I honesty don't know what CRNA schools think of what college you went to, but my guess would be that they would look at all the details keeping the "big picture" in mind. Meaning, where you go to school is an important detail, but it may or may not be a make-or-break factor, depending on the school.
From a person who went a private university in Nashville that is very known for it's nursing program, I would say to you...you get what you give. I have a TON of student loan debt. If you or your parents can afford going to an expensive university that has a good nursing reputation, then by all means, attend that University. Do not, however, make the mistake that most people make when assuming good nursing school always produce good nurses. Nursing is a dynamic career choice. You will get out of it what you put into it. Colleges do their very, very best to prepare you for the nursing world, but no college will ever be able to teach you everything you need to know. You will learn most everything when you enter the workforce after college.

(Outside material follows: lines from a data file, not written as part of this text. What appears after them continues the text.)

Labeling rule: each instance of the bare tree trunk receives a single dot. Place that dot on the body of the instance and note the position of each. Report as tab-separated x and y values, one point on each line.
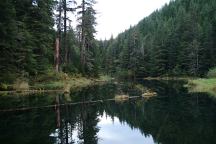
65	32
82	54
57	54
58	41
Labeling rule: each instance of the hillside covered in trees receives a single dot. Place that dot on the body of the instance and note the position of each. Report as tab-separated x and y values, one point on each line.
179	39
30	29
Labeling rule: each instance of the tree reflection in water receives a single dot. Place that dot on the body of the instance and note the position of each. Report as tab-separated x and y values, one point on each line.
173	117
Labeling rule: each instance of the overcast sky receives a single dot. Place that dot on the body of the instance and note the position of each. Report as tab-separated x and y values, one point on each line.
114	16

So, if I were you and couldn't afford it, I would consider attending a more expensive school for my upper level nursing courses or not at all. I received a very, very good education, but honestly, I kick myself all the time for the insane amount of money I spent for it. Especially when I look around me and realize my fellow nurses are doing just as well. I may know a thing or two more than them sometimes, but I do believe I would have known those little "extras" anyway just because I am an overachiever and very diligent in my studies. I enjoy learning about nursing, and I read all the time. I really made it a point to LEARN while I was in college, not just cram to remember stuff on the tests.
And remember, a "C" nurse from a community college could definitely turn out to be a better nurse than an "A" nurse from UAB, Vanderbilt, or wherever. It's about hard work, practice, desire to learn, and a real love for the art of nursing.